First, I included the specific rownames
and colnames
that I want to include in the output. This is purely for display purposes but can be useful if the column names in the dataframe are not very specific. Next, I used dropna=False
at the end of the function call. The reason I included this is that I wanted to make sure to include all the rows and columns even if they had all 0’s. If I did not include it, then the final Volvo, two-door row would have been omitted from the table. I want to make one final note on this table. It does include a lot of information and maybe too difficult to interpret. That’s where the art of data science (or any analysis) comes in and you need to determine the best way to present the data. This leads to the final part of this article.

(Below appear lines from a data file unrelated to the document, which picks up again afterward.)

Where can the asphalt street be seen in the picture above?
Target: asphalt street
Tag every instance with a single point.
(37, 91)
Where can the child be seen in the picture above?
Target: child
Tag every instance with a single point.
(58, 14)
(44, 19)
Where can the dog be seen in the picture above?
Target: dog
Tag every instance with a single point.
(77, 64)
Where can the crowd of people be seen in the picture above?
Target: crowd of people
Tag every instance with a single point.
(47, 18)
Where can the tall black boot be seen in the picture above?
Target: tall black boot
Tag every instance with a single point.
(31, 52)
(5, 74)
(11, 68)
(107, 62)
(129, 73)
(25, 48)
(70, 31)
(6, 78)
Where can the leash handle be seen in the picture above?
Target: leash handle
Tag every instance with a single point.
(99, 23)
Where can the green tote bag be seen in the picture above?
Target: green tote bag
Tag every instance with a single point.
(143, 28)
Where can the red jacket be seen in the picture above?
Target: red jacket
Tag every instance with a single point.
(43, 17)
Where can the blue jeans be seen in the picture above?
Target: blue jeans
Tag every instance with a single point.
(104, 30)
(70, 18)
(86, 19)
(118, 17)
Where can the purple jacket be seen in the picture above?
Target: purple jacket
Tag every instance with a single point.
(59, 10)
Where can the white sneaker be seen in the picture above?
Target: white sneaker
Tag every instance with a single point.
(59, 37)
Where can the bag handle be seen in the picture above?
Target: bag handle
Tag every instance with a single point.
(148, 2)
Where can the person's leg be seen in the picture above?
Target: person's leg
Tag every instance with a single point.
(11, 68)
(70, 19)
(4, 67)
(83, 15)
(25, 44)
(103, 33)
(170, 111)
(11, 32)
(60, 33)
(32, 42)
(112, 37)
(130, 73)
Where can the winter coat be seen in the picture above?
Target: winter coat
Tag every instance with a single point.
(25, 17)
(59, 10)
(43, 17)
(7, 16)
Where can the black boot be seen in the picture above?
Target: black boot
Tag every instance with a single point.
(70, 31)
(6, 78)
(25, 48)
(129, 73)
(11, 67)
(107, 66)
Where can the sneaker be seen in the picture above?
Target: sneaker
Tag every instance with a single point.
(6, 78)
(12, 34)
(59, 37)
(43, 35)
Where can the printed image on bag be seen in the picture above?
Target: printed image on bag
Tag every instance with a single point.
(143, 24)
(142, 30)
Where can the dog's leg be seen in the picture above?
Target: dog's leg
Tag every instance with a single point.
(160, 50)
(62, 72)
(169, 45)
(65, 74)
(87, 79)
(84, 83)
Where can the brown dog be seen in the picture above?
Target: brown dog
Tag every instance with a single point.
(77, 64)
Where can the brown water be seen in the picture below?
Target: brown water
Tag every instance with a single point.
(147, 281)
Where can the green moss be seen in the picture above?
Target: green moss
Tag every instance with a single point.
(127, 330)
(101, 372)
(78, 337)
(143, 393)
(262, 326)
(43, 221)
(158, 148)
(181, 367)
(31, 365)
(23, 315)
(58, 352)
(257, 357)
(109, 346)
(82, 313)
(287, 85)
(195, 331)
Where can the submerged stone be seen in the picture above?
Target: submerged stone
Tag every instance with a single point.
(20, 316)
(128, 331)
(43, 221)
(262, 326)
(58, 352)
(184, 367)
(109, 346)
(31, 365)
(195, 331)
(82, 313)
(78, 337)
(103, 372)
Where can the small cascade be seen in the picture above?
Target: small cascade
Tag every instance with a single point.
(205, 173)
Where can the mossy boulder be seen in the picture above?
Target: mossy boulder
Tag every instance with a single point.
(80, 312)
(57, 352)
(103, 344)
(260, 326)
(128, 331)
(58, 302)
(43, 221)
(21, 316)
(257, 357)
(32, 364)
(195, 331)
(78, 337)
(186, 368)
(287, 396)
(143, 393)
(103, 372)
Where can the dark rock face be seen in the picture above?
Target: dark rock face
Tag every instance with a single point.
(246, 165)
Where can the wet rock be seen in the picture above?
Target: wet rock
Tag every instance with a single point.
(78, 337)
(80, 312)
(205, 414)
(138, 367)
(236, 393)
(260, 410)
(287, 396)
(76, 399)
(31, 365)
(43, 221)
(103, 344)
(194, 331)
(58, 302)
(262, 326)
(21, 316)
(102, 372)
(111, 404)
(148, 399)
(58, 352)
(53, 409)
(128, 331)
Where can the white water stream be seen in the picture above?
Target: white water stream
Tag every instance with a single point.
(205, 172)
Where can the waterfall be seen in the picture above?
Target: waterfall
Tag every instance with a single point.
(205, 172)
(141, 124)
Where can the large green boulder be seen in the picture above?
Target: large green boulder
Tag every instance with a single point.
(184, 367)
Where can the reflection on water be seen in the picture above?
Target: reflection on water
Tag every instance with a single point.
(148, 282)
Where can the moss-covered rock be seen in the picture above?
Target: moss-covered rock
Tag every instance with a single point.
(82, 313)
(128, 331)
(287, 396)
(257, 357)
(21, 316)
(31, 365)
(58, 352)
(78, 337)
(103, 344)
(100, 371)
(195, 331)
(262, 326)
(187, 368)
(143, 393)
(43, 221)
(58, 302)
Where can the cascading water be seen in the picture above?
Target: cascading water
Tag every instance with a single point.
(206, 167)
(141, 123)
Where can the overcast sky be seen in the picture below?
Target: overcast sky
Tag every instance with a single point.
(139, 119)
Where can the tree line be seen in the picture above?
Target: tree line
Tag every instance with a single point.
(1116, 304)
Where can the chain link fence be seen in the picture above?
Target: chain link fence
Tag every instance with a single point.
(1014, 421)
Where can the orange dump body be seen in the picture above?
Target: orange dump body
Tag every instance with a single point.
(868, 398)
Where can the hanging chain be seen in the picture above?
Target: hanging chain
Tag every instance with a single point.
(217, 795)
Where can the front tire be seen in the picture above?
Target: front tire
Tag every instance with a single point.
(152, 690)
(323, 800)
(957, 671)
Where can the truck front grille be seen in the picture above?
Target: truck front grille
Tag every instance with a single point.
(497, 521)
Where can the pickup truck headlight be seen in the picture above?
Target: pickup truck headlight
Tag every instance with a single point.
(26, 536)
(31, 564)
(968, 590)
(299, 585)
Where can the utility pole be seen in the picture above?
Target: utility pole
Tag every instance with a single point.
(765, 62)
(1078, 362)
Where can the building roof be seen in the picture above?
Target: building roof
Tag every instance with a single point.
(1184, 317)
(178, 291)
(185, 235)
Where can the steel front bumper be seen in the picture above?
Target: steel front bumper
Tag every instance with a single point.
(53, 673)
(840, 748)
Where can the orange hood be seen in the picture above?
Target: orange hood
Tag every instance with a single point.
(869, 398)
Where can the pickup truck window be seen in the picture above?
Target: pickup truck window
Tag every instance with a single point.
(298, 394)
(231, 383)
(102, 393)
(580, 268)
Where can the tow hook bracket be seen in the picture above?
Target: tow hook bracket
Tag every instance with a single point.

For the final example, I will bring it all together by showing how the output of the crosstab can be passed to a seaborn heatmap in order to visually summarize the data.
In our last table, we ended up with a table of 240 values. This is too dense to quickly analyze but if we use a heatmap, we can easily interpret the data. Fortunately, seaborn can take the output from the crosstab and visualize it:
sns.heatmap(pd.crosstab([df.make, df.num_doors], [df.body_style, df.drive_wheels]), cmap="YlGnBu", annot=True, cbar=False)
One of the really useful aspects of this approach is that seaborn collapses the grouped column and row names so that they can be more easily read.
In order to bring this all together, here is a cheat sheet showing how to use all the various components of the crosstab function. You can download the PDF version here.
The pandas crosstab function is a useful tool for summarizing data. The functionality overlaps with some of the other pandas tools but it occupies a useful place in your data analysis toolbox. After reading this article, you should be able to incorporate it into your own data analysis.